Monsieur Tout le Monde ramasse son crayon, impassible. Il sait, au fond de lui, que laisser transparaître ses émotions est inutile. Il a l'habitude de montrer aux autres ce qu'ils veulent voir. Il tient fermement son crayon, son vieil ami, dans sa main en souriant. Toujours fidèle. Au fil du temps, il rétrécit mais finalement, Monsieur Tout le Monde échangerait ce crayon pour aucun autre même s'il n'a pas de réelle valeur particulière. Ce crayon n'est autre que son plus fidèle confident.
Une soudaine chaleur l'envahit. Une douce sensation de bien-être. Une fine et partielle poussière d'étoiles s'engage autour du poignet de Monsieur Tout le Monde, puis joue avec chacun de ces doigts.

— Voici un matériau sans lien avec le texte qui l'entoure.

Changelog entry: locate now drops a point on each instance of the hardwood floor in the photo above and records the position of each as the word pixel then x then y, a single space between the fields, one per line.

Il ne semble pas avoir remarqué quoi que ce soit, cet air serein toujours collé au visage, il ne peut s'empêcher de fixer intensément cet objet si anodin. La tension s'estompe.
Un temps. Une seconde passe. Une autre prend sa place. Un court instant. Parfois amusant. Parfois ennuyant. Un souvenir. Issu de rires. Ou issu du pire.
Monsieur Tout le Monde se laisse une nouvelle fois aller au sommeil. Ses paupières se sont naturellement refermées sur elles même. L'entièreté de son corps s'est déposée délicatement, comme par magie, sur le sofa. Et progressivement, la poussière disparaissait.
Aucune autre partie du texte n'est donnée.